So, have a system that estimates a covariance matrix. The scenario occurs where at time step $t$, I will either have a Gaussian with covariance matrix $\Sigma_A$ with probability $p$ or $\Sigma_B$ with probability $1-p$. The mean is the same in both cases.
This scenario seems odd, but essentially, I have an estimator, and I am predicting if observation will be made or not. I know the probability $p$ of such an observation occurring.
Is this simply just $\Sigma_t = p\Sigma_A + (1-p)\Sigma_B$?
One interpretation is $$X=Y\Sigma^{1/2}_AZ+(1-Y)\Sigma^{1/2}_BZ,\quad (Y,Z)\sim \mathrm{Bern}(p)\otimes\mathcal N(0,I_p)$$Hence
$$E(\exp(i\langle u, X\rangle)\mid Y) = \exp(-\langle (Y\Sigma^{1/2}_A+(1-Y)\Sigma^{1/2}_B)^2u ,u\rangle/2)$$
Taking expectations shows that $X$ is not gaussian.

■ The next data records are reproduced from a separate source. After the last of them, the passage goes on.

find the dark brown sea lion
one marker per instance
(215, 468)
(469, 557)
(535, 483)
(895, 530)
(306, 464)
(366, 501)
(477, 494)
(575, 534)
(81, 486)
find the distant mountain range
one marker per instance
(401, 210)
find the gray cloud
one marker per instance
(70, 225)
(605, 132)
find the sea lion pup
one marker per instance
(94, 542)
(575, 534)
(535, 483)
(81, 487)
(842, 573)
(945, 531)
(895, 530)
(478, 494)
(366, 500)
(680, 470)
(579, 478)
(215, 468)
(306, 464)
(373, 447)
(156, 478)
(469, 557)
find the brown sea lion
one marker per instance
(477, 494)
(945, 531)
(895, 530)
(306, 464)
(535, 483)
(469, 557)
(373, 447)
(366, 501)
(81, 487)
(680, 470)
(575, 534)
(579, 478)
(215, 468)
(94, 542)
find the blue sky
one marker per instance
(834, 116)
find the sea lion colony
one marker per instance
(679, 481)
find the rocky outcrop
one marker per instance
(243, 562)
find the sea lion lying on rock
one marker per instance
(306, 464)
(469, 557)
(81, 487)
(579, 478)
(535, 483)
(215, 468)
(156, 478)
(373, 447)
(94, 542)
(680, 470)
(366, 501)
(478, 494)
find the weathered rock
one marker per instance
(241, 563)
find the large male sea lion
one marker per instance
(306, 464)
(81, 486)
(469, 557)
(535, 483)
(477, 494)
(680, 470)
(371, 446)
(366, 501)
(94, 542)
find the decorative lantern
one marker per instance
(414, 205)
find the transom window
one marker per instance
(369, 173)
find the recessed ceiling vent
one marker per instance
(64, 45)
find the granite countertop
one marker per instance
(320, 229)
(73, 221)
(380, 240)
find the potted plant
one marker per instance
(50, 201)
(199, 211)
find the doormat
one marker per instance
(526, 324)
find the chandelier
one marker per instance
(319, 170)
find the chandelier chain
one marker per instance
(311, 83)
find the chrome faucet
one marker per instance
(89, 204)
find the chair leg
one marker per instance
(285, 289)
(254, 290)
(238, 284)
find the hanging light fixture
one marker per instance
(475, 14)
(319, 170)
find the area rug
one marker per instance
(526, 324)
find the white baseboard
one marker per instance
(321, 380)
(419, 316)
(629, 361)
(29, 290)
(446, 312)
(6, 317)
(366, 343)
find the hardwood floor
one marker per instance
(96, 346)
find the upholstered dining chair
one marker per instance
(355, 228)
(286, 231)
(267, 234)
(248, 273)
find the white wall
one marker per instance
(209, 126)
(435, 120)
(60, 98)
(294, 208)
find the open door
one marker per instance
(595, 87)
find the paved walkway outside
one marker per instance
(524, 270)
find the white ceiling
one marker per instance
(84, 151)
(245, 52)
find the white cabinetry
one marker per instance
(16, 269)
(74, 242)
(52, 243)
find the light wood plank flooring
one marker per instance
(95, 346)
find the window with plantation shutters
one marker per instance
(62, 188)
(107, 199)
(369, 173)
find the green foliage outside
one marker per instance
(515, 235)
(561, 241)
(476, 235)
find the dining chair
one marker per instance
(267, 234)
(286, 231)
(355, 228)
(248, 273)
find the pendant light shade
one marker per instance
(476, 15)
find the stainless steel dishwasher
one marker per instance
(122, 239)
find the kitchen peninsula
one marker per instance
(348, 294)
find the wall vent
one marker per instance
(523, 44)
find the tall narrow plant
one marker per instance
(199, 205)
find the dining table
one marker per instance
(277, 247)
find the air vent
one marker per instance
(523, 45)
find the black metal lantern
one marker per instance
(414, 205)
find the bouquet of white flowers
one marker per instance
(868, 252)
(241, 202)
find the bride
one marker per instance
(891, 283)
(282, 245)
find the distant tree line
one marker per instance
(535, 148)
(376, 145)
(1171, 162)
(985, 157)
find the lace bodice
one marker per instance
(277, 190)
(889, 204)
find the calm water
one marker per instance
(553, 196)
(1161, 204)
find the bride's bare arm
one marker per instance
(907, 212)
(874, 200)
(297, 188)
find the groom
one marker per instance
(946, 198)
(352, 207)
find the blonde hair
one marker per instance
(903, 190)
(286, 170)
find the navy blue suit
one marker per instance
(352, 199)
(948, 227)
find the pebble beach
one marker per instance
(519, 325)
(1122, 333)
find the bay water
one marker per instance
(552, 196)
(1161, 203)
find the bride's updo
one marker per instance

On the other hand, a simple calculation shows $$\mathrm{Cov} X = p\Sigma_A +q\Sigma_B$$
There is another interpretation that $$X=Y\Sigma_A^{1/2}Z_1+(1-Y)\Sigma_B^{1/2}Z_2,\quad (Z_1,Z_2)\sim \mathcal N(0,I_p)\otimes \mathcal N(0,I_p)$$ A similar calculation yields the same answer as before.